Peter Hussey, a senior policy researcher with the RAND Corporation and a coauthor of the study, said the losses will result from physicians responding to payment models in ways that reduce the use of hospital care, such as avoiding admissions and readmissions.
“What we found was that physicians will be in a scenario where their Medicare payments are increasing very slowly over the next 10 years,” Hussey said in an interview. “And the only way to increase those reimbursements is through participating in APMs which, if they are successful, keep patients out of hospitals. The biggest effect from MACRA could be a decrease in hospital revenues.”
More from RAND
As described in the Health Affairs abstract, Congress repealed the Sustainable Growth Rate formula for Medicare physician payment in 2015, eliminating mandatory payment cuts when spending exceeded what was budgeted. In its place, Congress enacted the Medicare Access and CHIP Reauthorization Act (MACRA), which established a two-track performance-based payment system that encourages physicians to participate in alternative payment models. MACRA could have huge effects on health care delivery, but the nature of those effects is highly uncertain.
RAND’s model estimates MACRA’s effects under different scenarios. RAND estimates that MACRA will decrease Medicare spending on physician services by −$35 to −$106 billion (−2.3 percent to −7.1 percent) and change spending on hospital services by $32 to −$250 billion (0.7 percent to −5.1 percent) in 2015–30. The spending effects are critically dependent on the strength of incentives in the alternative payment models, particularly the incentives for physicians to reduce hospital spending and physician responses to MACRA payment rates.
Look At Risk
RAND’s assessment of alternative payment models (APMs) looked at different levels of risk. Generally speaking, the riskier the Advanced APM, the more money physicians stand to lose if they pump up the volume of services.

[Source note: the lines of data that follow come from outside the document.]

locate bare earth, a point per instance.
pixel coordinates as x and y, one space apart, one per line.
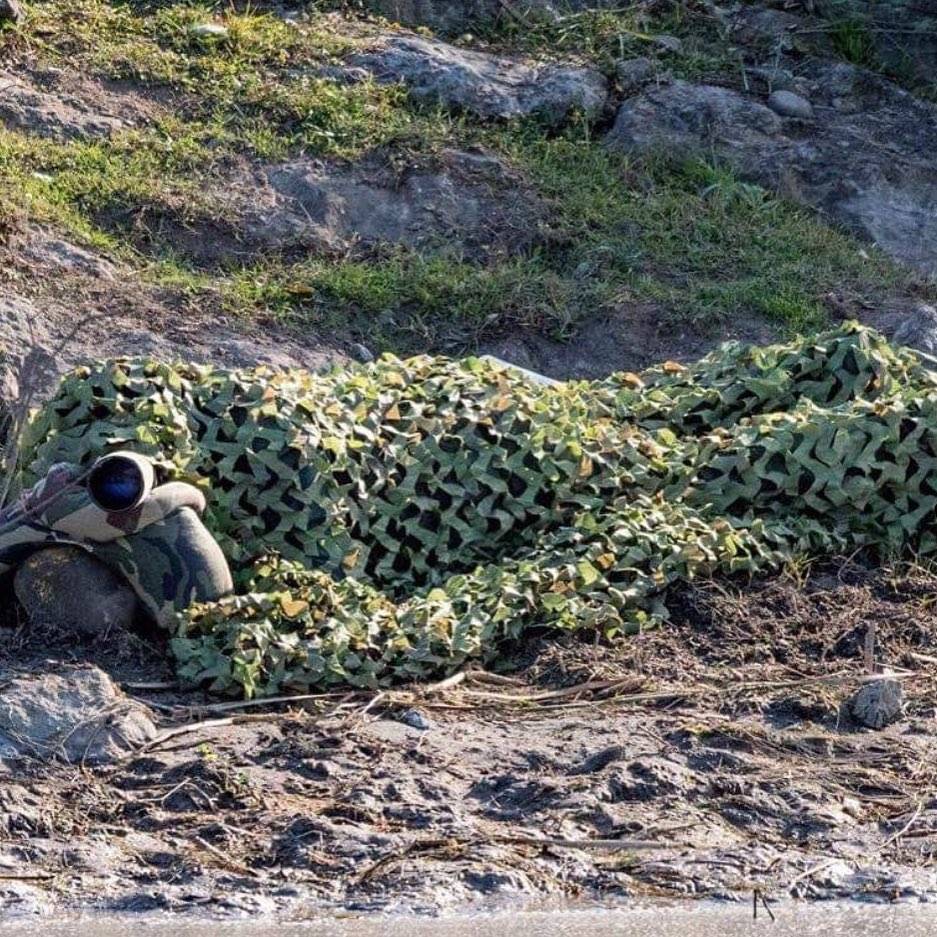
710 759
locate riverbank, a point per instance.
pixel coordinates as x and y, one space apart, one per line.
709 759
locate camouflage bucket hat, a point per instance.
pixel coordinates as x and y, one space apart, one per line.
151 534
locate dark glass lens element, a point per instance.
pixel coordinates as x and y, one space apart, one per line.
116 484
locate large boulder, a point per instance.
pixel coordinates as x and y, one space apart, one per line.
43 105
67 590
867 160
76 715
485 85
471 202
452 16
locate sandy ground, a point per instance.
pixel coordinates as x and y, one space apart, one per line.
711 759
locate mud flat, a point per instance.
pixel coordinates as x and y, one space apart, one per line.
712 759
651 921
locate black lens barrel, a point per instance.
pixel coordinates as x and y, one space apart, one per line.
118 482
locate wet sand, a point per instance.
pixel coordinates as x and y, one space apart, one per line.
703 920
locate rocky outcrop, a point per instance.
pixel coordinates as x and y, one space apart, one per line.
470 202
900 34
487 86
865 160
450 16
48 582
76 715
41 104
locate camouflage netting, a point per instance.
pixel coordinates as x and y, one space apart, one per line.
392 521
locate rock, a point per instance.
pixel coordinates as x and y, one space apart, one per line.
59 108
901 35
852 807
681 116
756 24
600 759
208 31
867 162
66 589
772 77
361 353
77 715
918 329
485 85
788 104
878 703
634 73
669 44
455 16
415 719
473 202
10 11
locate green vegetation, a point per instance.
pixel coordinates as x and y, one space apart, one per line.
853 41
692 239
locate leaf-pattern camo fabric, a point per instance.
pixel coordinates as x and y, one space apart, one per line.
391 521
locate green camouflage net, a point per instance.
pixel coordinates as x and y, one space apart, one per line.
392 521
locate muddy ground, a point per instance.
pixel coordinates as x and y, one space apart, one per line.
709 759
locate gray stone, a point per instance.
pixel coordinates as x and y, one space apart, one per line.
473 202
868 162
918 329
208 31
680 117
485 85
878 703
28 106
361 353
763 24
416 719
788 104
68 590
455 16
10 11
77 715
634 73
669 44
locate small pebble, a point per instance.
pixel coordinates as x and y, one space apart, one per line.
878 703
361 353
788 104
10 11
669 44
208 31
415 719
632 73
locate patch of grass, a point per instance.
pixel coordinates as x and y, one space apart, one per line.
853 41
696 237
260 85
409 302
693 238
605 37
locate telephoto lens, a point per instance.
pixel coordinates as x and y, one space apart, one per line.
121 481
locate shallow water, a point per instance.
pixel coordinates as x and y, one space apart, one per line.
697 921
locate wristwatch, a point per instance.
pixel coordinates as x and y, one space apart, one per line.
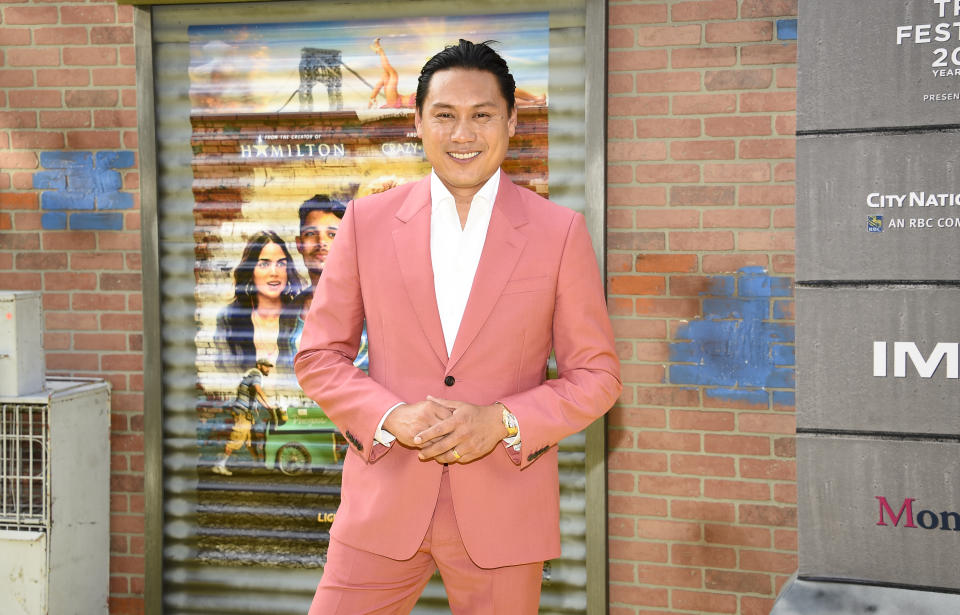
510 422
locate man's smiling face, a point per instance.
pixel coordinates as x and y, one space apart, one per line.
465 128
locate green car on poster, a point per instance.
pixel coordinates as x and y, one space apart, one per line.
307 439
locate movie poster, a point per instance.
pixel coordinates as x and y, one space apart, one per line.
290 122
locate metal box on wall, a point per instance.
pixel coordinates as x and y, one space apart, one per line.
55 516
22 365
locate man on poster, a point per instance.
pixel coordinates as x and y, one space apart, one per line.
466 282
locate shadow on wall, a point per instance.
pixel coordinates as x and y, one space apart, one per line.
742 346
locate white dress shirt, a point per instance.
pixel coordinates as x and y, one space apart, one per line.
455 252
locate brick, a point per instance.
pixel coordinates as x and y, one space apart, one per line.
758 102
635 241
33 57
34 99
637 505
111 35
667 127
703 602
731 263
704 10
637 60
691 555
666 263
686 81
29 15
767 148
664 36
702 421
768 469
768 8
736 535
739 32
668 441
741 582
667 173
760 514
621 151
37 140
737 126
93 139
668 530
736 490
703 150
59 77
767 195
637 551
637 196
736 218
696 241
701 195
766 240
785 493
738 79
114 76
88 14
786 77
635 594
619 38
91 98
637 462
89 56
637 105
18 200
697 104
703 465
786 124
703 57
767 561
65 119
14 36
60 36
12 280
782 53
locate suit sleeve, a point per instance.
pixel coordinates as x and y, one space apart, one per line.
330 342
588 380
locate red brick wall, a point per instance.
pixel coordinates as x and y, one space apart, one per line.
67 86
700 261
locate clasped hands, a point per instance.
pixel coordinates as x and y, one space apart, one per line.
447 431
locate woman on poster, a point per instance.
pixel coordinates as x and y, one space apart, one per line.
261 321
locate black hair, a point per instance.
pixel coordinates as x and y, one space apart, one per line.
321 202
475 56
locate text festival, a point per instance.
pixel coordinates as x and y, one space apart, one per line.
946 61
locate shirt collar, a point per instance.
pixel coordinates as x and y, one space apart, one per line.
440 194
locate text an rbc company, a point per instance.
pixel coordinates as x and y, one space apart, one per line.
926 367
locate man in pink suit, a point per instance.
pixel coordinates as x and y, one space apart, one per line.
466 282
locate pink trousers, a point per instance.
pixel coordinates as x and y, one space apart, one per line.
357 582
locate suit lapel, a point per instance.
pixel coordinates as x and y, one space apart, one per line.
411 243
501 251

The study then compared the riskiness levels (low, medium, and high) to a “pre-MACRA baseline” scenario where Congress continued its tradition of postponing SGR pay cuts, and instead gives physicians nominal rate hikes of 0.5% from 2015 to 2025 with a 2% annual increase when sequestration cuts to Medicare expire. In this scenario starting in 2014, Medicare spent $81 billion on physician services and the spending baseline increases to $109 billion in 2030.

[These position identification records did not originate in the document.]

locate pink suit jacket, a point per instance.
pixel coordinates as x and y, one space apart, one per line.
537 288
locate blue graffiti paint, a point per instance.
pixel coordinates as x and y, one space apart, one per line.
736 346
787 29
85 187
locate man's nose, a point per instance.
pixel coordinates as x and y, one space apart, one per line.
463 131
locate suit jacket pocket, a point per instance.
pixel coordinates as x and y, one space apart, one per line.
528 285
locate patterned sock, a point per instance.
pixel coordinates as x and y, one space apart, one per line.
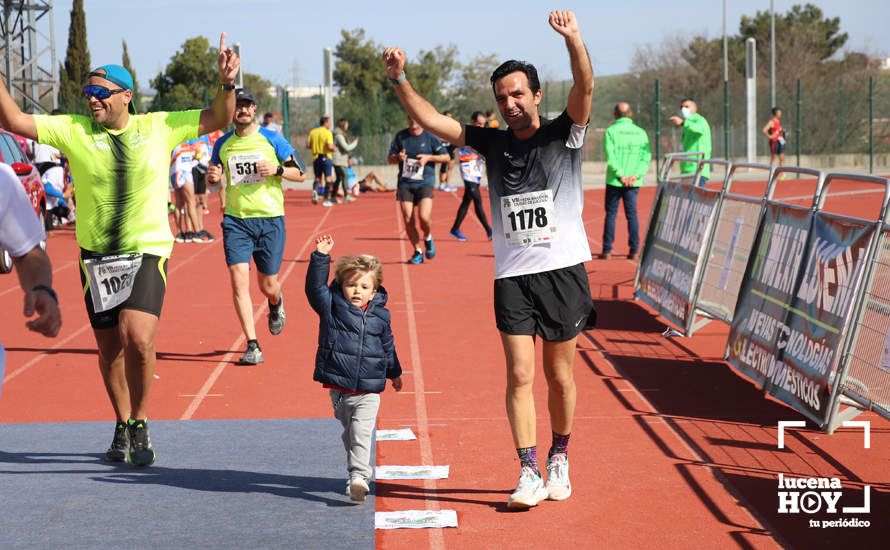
528 456
560 444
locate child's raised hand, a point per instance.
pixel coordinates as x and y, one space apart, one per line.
324 244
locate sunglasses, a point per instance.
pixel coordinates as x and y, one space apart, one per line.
99 92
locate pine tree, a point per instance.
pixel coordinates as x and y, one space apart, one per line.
77 63
127 65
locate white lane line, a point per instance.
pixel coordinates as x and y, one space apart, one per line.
437 539
226 360
55 271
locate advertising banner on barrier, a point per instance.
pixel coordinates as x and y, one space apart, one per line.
795 302
668 268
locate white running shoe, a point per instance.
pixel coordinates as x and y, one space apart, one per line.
558 485
529 492
358 489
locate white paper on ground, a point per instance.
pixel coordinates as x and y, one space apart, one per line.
2 366
395 435
415 519
411 472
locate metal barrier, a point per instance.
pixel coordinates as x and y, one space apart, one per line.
862 379
680 227
806 291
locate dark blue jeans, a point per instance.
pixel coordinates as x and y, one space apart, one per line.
629 196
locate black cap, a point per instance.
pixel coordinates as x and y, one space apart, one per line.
243 94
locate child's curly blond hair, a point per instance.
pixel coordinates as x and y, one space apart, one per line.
348 268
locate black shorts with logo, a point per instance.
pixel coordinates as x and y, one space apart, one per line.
554 304
149 288
414 194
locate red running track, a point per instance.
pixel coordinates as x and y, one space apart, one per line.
670 448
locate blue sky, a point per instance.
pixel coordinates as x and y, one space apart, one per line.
282 40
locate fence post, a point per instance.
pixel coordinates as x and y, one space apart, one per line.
840 116
285 113
871 125
797 125
657 127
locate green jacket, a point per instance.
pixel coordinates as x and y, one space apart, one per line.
627 152
696 137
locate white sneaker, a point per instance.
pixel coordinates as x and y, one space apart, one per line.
529 492
558 485
358 489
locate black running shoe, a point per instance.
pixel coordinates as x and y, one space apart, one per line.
141 452
120 445
277 316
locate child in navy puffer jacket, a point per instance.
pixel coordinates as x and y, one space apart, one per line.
356 353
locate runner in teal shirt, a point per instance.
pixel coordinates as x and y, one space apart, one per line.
696 137
627 161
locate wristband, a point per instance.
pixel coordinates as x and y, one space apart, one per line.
48 290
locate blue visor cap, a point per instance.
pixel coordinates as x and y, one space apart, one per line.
118 75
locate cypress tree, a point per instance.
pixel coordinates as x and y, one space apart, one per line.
127 65
77 63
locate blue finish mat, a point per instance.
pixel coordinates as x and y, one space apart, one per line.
215 484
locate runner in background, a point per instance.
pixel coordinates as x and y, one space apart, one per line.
472 166
540 243
250 162
120 161
776 135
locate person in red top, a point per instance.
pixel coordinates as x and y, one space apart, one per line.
776 134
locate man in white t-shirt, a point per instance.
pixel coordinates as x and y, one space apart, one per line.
540 243
20 235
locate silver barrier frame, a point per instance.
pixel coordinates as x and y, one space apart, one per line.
705 312
700 161
835 416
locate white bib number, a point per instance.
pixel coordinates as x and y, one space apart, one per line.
244 168
528 218
412 170
111 279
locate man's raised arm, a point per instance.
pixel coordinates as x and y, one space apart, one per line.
581 93
415 105
12 118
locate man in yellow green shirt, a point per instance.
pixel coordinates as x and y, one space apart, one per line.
627 161
321 142
120 161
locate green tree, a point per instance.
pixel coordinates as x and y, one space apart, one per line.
77 63
125 61
190 79
365 97
259 87
472 88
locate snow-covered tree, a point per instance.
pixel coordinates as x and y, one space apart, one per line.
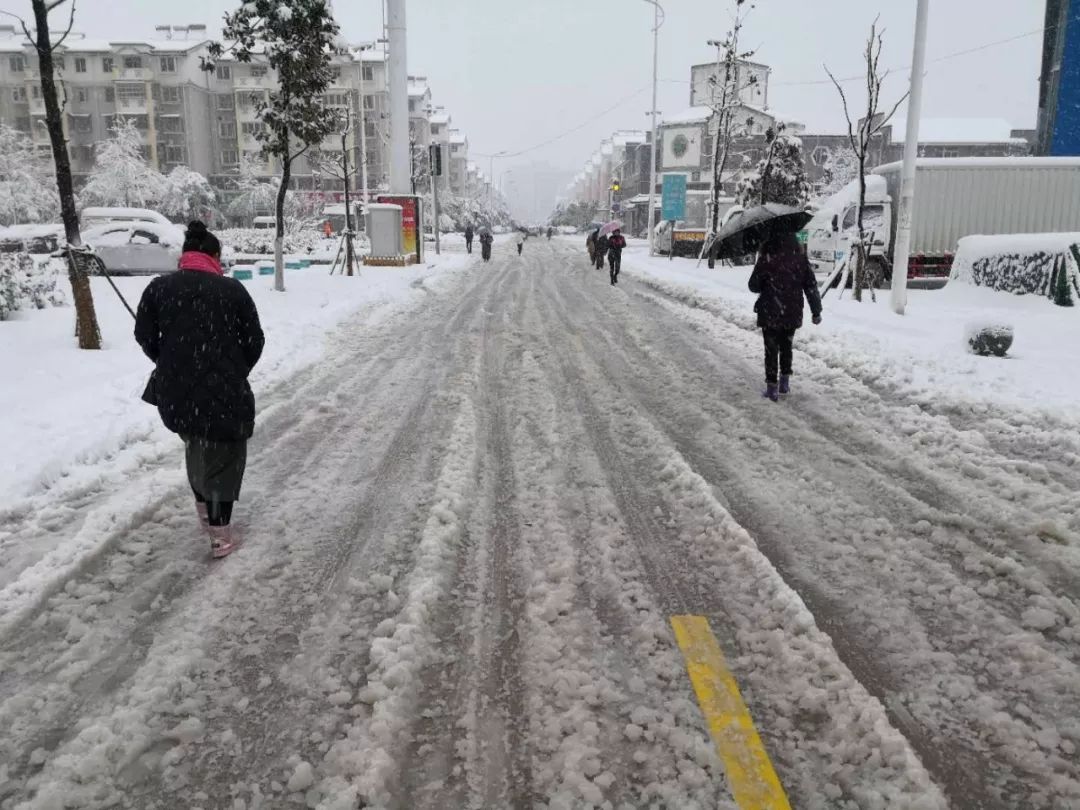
44 43
780 176
255 196
861 135
27 180
187 194
296 38
121 175
840 167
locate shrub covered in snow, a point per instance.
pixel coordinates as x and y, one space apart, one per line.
25 283
259 241
1024 265
989 339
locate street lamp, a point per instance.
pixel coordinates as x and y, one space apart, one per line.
658 19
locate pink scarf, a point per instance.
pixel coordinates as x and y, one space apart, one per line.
200 262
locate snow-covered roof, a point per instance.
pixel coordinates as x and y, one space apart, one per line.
957 131
691 116
622 138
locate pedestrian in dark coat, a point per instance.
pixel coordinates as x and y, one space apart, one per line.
202 332
616 243
602 241
782 278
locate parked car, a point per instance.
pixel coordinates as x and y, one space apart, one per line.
136 247
95 216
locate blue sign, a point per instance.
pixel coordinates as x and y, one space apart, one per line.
673 198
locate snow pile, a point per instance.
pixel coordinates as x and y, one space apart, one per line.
1026 264
27 284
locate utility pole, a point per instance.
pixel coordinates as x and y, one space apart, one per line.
363 129
657 22
349 254
903 246
401 177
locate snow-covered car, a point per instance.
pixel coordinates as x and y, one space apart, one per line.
95 216
136 248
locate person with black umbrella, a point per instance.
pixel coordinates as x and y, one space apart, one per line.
781 278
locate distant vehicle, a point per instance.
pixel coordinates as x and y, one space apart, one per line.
136 247
92 216
955 198
35 239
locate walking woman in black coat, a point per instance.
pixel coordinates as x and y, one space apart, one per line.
781 278
202 332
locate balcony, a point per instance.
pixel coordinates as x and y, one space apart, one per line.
134 75
253 82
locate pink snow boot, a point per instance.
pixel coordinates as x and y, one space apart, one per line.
223 542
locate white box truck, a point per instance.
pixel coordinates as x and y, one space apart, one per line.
954 198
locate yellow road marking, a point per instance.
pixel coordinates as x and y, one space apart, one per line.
754 782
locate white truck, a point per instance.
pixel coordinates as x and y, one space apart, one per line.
954 198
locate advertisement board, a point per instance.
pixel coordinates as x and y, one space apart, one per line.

Ultimately, all three MACRA scenarios trailed the pre-MACRA scenarios for Medicare spending on physician services from 2015 to 2030. The gap varied, depending on the level of MACRA risk. In the low-risk MACRA scenario, physician revenue is $35 billion lower than the pre-MACRA baseline over 15 years for a 2.3% decrease. The highest-risk MACRA scenario comes in at $106 billion, or 7.1% lower, while the medium-risk scenario is $47 billion or 3.2% lower.
Grain of Salt
The Advisory Board recommends having some caution while reviewing the study’s results. They note the study results are projections, and the authors themselves stressed that they “are subject to a high degree of uncertainty.” The researchers projected Medicare spending between 2015 and 2030 under three MACRA scenarios with different assumptions about financial incentives under alternative payment models (APMs). They also made assumptions about physician participation in APMs based on those financial incentives. In addition, they acknowledged that MACRA regulations could change and that “elements of MACRA such as the definition of APMs will also change over time.

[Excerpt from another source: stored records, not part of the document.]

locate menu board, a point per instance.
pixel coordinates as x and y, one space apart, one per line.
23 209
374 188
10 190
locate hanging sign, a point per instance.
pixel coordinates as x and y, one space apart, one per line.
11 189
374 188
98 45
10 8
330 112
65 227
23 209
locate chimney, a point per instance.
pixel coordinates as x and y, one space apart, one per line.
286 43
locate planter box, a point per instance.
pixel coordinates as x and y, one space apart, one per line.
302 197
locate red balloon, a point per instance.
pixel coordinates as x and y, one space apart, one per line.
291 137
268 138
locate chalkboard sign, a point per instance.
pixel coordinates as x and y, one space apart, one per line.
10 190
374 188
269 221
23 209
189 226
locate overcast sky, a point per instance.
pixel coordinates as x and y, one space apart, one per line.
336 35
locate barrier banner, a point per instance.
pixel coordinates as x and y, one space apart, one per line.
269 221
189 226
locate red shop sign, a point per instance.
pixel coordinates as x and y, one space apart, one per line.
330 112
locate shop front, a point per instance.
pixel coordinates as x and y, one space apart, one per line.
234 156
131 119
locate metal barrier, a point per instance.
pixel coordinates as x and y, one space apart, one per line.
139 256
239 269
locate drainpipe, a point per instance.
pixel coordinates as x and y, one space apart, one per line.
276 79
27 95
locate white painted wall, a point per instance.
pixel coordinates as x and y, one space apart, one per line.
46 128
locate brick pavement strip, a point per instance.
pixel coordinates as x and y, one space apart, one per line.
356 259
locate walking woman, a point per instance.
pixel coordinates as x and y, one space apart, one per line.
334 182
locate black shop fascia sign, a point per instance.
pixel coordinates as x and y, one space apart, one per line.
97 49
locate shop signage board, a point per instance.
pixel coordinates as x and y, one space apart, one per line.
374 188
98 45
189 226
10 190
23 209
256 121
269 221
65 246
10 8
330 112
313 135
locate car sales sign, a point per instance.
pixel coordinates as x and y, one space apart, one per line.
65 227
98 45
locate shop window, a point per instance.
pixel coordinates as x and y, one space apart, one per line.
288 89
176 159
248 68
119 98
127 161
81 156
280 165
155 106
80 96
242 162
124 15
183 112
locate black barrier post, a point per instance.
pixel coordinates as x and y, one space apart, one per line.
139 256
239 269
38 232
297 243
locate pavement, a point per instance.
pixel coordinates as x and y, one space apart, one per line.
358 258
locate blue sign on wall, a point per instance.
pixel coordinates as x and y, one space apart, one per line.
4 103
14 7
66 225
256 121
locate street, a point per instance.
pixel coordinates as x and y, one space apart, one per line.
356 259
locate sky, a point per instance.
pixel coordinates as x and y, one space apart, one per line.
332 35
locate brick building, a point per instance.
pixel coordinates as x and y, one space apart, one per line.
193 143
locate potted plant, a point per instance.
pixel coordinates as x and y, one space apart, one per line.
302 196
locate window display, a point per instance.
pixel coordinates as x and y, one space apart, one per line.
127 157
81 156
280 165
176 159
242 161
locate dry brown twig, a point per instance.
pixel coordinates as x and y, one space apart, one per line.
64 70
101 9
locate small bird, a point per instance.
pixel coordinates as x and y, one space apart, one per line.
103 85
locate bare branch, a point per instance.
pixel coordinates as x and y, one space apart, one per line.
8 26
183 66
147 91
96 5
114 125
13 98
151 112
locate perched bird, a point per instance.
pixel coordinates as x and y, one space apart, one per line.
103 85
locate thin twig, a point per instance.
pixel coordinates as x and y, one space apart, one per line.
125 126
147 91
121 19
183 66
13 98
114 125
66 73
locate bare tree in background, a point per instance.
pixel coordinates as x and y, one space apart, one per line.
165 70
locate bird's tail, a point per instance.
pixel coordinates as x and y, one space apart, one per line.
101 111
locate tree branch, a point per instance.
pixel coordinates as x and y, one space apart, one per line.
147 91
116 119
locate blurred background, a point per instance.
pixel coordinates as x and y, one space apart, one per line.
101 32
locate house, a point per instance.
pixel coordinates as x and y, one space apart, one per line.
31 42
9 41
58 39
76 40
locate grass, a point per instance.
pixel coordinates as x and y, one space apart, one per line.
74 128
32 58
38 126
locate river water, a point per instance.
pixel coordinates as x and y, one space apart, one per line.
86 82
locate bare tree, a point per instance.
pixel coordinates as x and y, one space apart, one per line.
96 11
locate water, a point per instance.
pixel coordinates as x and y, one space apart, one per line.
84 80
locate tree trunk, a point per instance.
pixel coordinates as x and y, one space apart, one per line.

Furthermore, it may be too soon to predict the ultimate financial impact of MACRA’s APM models, since physicians and hospitals are just beginning to understand the role of value-based care. Nevertheless, regardless of the uncertain financial impact, CMS must be careful how it designs and implements new APM models, and providers and hospitals must understand the impact of their participation in such APMs.